Maleficent may sport black headgear and let rip with curses but beneath the feisty public persona beats a bruised if real heart and much the same message of female empowerment that sent last year's Disney entry, Frozen, into the stratosphere. Not that our current figure's fearsomeness need be accepted at face value. After all, how seriously can one take this of all actresses, with her capacious (and by now world-renowned) brood, when she at one point snarls, "I don't like children", an in-joke of sorts given that her own five-year-old daughter, Vivienne Jolie-Pitt, shares the screen with mum as one of the movie's various Auroras.
Maleficent the film is one of those studies in girl power on which the Disney franchise thrives, packed with enough set pieces and combat to keep battle-happy boys in the audience content as well. Adults may have a trickier time navigating the 95 minutes without checking their watches or waiting for a (non-existent) song to leaven the tedium that sets in. Not for the first time, one gets the impression early on that all due care and attention have gone to the visuals and less so to the writing, which would explain why Linda Woolverton's script seems so piecemeal and why the director Robert Stromberg can't make an arresting whole out of some intermittently arresting parts.

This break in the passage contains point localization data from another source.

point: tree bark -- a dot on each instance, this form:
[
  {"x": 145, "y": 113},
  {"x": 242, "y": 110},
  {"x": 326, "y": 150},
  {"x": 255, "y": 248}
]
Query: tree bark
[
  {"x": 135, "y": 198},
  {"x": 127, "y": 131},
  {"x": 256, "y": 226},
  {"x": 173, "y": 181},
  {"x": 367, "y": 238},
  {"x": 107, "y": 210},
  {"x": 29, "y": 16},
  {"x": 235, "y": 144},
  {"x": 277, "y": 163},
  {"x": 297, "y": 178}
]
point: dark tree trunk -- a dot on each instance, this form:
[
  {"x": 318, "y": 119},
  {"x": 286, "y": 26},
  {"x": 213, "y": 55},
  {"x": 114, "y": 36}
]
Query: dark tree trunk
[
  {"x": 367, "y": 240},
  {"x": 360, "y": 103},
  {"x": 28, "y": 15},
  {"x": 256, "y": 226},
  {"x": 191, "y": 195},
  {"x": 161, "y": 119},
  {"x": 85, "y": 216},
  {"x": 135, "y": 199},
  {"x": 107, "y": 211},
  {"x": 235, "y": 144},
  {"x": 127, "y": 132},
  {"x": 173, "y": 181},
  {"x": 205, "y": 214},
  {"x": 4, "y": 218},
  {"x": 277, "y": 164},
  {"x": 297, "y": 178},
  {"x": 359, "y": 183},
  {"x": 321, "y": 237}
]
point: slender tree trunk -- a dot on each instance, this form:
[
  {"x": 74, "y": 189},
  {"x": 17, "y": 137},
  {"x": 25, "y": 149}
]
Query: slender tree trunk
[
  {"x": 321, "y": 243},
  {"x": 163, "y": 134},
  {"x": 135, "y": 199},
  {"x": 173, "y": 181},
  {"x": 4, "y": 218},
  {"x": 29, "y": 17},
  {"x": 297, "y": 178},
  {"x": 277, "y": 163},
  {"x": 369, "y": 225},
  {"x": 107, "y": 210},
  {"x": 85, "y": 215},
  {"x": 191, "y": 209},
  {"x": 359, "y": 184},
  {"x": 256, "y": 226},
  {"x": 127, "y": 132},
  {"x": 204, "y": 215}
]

The plot hinges on Maleficent's romantic betrayal at the hands of the venomous king, Stefan (Sharlto Copley), whose earlier signs of sweetness - when his iron ring burns her young and smitten hand, he casts it away so that the fresh-faced lovers can touch - give way to paranoia and spite and result in Maleficent casting a curse on his daughter, Aurora, and, well, you probably know the rest. The point here is to amplify the Sleeping Beauty legend from a less commonly considered vantage point, in precisely the same way that Wicked recasts our perceptions of the green-skinned villainness and finds a troubled soul bursting to break through the make-up.
The make-up here extends to Jolie looking a shade or two too gaunt, if you ask me, her eyes flashing as she struggles to survive without the wings that Stefan has cruelly stolen from her. (The lipstick, it must be said, is pretty fab: stand by for Maleficent-themed nights coming to a friendly dive near you.) And as is often the case in such instances, the object of all the fuss - the apple-cheeked Aurora - seems a comparative blank well before the soon-to-be-16-year-old famously pricks her finger, and there's not much Elle Fanning, who carries the bulk of the role, can do beyond smile and look demure and wait for Brenton Thwaites (the Australian actor who plays her prince) to kiss her.
In the end, the film is pretty much stolen outright by the three pixies, or good fairies, tasked with looking after Maleficent through her formative years while the poor child's dad rants and rages elsewhere. As played by Juno Temple, Imelda Staunton, and Lesley Manville, the trio (pictured above) first appear in diminutive form - they would appear to have been carried aloft via a set of eye-droppers - only to be transformed into something resembling actual size so they can raise a gently comic fuss over the fast-growing princess in their care. To find Staunton and Manville, in particular, larking about in this way is a particular hoot for those lucky enough to have caught their recent, decidedly intense turns on stage. In whatever realm they find themselves, long may these two ladies fly.